When a dog that is doing poorly comes to a veterinarian, it will be given a thorough physical examination. The vet will probably also take blood, urine and stool samples, to evaluate the dog’s overall health and to look for the presence of parasite eggs or larvae. Dogs with a heavy hookworm infection usually are anemic, which means that they have an abnormally low number of circulating red blood cells. This happens because hookworms feed on the dog’s blood. Infected dogs also are often iron-deficient as a result of blood loss.

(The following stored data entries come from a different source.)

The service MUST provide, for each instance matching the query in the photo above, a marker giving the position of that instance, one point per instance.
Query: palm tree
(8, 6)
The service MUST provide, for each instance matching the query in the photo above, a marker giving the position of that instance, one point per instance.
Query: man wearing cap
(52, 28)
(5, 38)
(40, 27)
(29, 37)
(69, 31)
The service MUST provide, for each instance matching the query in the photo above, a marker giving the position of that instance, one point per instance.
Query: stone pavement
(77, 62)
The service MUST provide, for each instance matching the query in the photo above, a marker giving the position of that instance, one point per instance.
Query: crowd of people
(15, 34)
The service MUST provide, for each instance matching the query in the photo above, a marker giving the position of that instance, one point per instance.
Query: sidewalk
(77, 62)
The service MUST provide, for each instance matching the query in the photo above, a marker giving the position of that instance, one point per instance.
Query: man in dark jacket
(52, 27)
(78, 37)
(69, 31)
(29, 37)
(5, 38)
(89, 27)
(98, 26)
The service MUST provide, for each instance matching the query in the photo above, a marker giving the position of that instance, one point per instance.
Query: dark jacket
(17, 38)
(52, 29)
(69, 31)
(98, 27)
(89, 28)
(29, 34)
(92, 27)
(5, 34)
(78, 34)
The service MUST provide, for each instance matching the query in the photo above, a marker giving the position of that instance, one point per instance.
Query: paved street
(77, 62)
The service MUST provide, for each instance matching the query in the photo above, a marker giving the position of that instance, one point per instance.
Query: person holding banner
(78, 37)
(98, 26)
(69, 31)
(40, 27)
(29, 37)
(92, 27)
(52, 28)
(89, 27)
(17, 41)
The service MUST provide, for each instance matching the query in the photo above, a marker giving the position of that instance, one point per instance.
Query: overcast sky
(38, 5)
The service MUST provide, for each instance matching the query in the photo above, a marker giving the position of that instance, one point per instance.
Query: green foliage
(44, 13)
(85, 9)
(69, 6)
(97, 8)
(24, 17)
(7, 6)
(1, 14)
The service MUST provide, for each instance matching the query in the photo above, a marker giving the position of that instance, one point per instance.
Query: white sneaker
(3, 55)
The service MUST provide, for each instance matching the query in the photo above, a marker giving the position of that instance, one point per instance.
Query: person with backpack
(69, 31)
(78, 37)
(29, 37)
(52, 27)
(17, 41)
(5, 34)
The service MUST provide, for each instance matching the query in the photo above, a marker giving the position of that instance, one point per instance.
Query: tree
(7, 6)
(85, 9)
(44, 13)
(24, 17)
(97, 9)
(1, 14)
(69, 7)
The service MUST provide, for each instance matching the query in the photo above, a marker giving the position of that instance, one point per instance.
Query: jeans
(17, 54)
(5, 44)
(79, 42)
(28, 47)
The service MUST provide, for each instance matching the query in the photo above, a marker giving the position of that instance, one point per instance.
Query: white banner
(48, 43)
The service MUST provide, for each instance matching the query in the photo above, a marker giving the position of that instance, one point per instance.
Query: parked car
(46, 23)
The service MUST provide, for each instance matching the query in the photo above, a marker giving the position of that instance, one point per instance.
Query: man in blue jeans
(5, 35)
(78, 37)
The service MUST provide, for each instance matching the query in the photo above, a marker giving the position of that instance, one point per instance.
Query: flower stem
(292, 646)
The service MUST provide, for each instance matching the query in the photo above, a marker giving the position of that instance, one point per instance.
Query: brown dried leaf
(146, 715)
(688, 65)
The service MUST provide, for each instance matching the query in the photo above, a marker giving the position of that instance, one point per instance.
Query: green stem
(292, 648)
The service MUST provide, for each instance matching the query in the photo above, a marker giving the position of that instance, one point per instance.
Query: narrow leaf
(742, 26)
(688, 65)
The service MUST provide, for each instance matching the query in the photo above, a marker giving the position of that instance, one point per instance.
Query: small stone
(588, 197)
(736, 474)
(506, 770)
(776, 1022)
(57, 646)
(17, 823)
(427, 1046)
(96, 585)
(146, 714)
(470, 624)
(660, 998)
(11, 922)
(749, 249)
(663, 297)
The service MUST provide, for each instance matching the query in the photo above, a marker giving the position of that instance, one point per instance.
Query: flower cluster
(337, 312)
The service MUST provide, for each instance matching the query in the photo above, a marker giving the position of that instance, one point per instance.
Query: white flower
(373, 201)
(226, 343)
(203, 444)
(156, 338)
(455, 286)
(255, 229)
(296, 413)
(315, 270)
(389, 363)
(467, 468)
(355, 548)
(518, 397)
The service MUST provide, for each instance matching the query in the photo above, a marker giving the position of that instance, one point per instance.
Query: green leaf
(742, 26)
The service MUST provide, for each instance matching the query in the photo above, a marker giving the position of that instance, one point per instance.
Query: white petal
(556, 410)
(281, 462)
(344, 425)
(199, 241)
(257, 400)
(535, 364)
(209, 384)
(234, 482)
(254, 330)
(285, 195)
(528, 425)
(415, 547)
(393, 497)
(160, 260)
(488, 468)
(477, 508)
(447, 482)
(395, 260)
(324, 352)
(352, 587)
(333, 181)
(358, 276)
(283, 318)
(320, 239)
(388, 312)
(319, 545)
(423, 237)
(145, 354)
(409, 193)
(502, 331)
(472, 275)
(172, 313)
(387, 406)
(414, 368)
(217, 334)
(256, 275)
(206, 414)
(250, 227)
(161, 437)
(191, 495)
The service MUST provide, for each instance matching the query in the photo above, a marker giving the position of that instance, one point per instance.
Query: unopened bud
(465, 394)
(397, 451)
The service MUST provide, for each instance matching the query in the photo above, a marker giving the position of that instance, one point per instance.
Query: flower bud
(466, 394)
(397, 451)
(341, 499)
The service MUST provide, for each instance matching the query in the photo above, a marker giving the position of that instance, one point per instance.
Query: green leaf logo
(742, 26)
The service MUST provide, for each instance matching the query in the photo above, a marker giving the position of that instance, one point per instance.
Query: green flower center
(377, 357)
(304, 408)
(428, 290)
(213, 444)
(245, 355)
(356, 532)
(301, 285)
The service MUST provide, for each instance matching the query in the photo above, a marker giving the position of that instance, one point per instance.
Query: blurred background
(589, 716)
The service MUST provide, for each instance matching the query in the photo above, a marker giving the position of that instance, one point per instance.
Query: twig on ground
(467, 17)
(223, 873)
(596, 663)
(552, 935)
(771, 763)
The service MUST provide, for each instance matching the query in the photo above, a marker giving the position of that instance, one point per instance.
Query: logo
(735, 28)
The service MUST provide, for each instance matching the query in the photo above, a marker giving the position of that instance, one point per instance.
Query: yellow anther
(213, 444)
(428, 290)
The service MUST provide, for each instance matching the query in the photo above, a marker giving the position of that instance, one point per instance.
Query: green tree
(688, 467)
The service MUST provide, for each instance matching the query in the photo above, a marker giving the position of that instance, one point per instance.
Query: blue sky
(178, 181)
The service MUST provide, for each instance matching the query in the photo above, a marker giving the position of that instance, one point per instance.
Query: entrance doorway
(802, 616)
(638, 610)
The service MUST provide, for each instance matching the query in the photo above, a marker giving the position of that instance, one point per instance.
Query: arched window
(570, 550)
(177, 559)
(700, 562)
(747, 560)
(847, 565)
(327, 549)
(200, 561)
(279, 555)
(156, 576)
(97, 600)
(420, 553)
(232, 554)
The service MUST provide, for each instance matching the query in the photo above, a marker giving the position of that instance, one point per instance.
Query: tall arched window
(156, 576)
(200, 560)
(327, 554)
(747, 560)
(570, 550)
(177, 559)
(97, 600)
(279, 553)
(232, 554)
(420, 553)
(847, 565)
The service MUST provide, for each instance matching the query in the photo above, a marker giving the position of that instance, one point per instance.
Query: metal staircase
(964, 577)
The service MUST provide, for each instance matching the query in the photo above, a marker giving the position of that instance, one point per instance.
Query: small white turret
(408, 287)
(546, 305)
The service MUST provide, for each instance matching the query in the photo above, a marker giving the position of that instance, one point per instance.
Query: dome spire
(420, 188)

Stool samples can be assessed through a process called “fecal floatation.” This is a fairly simple procedure that can be done at the local veterinary clinic. Basically, the veterinarian will mix a fresh fecal sample from the dog with a special solution, strain the mixture, put it into a test tube covered with a glass lid, spin it down in a centrifuge and then look at the material that sticks to the underside of the glass coverslip under a microscope. If the dog has internal parasites, the eggs or larvae usually can be identified using this method. However, the test probably should be repeated several times, just to make sure whether the dog is or is not infected.
Unfortunately, hookworm infections can be fatal, especially in newborn puppies. When one or more littermates die, it may be helpful to have necropsies performed, to determine the precise cause of death. A necropsy is the same thing as an autopsy on people. If hookworms are present, the lining of the dog’s small intestine will still have the worms attached to it. There will be bloody bite sites along the small intestinal mucosa, as well.